El Dios pedagógico de Israel, tiene que explicar al pueblo lo mal que está haciendo las cosas, que se ha corrompido y que está adorando a otros dioses. Y lo explica para que lo entiendan, son deportados, alejados de la Tierra prometida que le fue concedida a sus padres. Supongo que lo entenderían bien. Para que no nos pase a nosotros lo mismo solo nos queda rezar, para humildemente reconocer nuestro pecado y pedir: “Líbranos, Señor, por el honor de tu nombre”, no por nuestras fuerzas humanas, soberbias, sino por el puro honor de tu nombre.
Recemos despacio el salmo de hoy. Somos pecadores, a pequeña o a gran escala, necesitamos el perdón de Dios.

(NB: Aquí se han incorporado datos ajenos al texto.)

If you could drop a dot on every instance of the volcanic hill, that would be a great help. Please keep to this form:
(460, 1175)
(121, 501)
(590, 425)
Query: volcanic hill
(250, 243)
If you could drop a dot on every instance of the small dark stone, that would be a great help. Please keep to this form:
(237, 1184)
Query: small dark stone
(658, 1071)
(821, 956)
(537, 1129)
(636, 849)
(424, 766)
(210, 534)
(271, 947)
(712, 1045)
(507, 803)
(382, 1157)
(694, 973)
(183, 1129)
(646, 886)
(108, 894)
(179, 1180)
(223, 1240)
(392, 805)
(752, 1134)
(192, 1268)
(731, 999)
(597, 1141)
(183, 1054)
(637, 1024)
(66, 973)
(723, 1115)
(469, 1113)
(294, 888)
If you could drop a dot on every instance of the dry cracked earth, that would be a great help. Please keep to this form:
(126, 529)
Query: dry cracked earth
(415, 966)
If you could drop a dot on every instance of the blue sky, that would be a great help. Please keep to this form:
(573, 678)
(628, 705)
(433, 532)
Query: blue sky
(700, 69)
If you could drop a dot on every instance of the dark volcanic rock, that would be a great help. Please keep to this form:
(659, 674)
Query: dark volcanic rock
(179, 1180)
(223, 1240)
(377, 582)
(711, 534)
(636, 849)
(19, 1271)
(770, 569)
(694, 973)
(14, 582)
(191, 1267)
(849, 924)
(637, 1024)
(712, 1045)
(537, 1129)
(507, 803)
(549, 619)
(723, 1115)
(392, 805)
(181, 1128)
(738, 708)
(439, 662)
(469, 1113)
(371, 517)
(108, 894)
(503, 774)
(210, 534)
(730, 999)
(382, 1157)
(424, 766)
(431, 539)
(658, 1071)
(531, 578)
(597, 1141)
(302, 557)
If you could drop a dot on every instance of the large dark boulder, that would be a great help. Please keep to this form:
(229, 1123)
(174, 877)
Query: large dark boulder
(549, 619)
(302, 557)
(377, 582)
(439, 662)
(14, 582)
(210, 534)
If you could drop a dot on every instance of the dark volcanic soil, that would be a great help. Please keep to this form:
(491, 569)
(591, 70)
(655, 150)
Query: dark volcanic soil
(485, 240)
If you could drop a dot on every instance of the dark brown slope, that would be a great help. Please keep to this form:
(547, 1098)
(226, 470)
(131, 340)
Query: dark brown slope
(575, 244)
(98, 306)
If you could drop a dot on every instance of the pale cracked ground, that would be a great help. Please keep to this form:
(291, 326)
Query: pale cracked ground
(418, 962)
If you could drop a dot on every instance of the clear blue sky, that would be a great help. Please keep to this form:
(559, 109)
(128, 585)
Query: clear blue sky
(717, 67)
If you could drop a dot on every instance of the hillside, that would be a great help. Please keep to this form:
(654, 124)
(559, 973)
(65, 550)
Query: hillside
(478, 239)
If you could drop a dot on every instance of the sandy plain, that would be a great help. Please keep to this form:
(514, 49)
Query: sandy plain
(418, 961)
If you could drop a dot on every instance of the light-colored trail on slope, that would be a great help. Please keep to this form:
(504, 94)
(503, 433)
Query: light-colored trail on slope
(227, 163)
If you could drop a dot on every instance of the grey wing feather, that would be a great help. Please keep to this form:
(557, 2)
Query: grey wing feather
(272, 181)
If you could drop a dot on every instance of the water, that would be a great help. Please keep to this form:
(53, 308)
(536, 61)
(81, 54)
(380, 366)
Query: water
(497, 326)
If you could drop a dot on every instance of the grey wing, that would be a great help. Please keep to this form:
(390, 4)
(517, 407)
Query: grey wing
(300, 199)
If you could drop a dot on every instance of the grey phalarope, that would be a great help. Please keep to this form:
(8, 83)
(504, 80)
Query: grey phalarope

Y desde nuestra humildad podremos admirarnos de este Jesucristo, Nuestro Señor, que decía cosas maravillosas. La lectura del evangelio de hoy tiene que ser con la mentalidad del judío humilde de aquella época que escucha hablar a este hombre que además de hacer milagros, les habla con autoridad y de una forma que entienden y que supera aquella forma de hablar de los escribas, tan atados a la ley. No basta con decir Señor, Señor, para entrar en el reino de los cielos, lo que hay que hacer es cumplir la voluntad de Dios. Hay que escuchar la palabra de Jesús para así ser como un edificio cimentado en roca.
Nos imaginamos el edificio de nuestra vida cimentado en una de esas rocas de Gredos donde tenemos nuestros campamentos, al ladito de nuestra Virgen de Gredos. ¡Imagínate, qué sitio! Cimentados en Cristo y al lado de la Virgen.